Chianti for the extroverted and Shiraz for the emotionally stable… What your choice of wine says about you
Vino veritas: Chianti for the extroverts and a shiraz for the emotionally stable… What your choice of wine says about you
When choosing a bottle of wine, many of us may find our decision made by price.
But what’s inside our glasses could reveal more about us than we think, since the type of wine we like to drink could be influenced by our personality.
The Italian researchers found that extroverts tend to prefer more acidic wines, such as champagne or chianti, while agreeable people enjoy a “complex bouquet” with a high alcohol content, such as a Californian cabernet.
Emotionally stable drinkers enjoy full-bodied reds like Shiraz or Cabernet Sauvignon. Meanwhile, those who are open-minded may prefer a tannic drink with a ‘lingering’ taste or smell that lingers long after it’s been swallowed.

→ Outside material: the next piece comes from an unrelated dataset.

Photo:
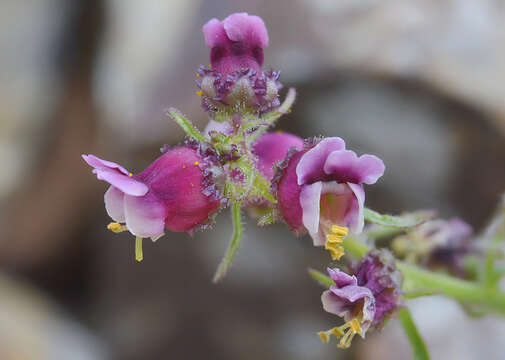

Emotionally stable drinkers enjoy full-bodied reds like Shiraz or Cabernet Sauvignon.
Italian researchers found that extroverts tend to prefer more acidic wines, such as champagne or chianti.
The study, from the University of Verona and the University of Macerata, looked at almost 1,200 people between the ages of 18 and 87.
The personality of the participants was assessed using a psychological questionnaire that measured the characteristics of the ‘Big Five’: agreeableness, conscientiousness, extroversion, neuroticism and openness.
They were also asked to specify their favorite wines, answering the question: ‘Which wines do you like best? Please list the wines you like and buy.’ Using official reviews of the 258 wines listed by the participants, the researchers (two of whom were sommeliers) created “sensory profiles” of each.
These profiles looked at factors such as acidity, sweetness and minerality, as well as the body and tannin level of each wine.
Although the research team found several links between personality traits and types of wine, people described as highly conscientious did not seem to be drawn to any particular type.
The findings were published in the journal Food Quality and Preference.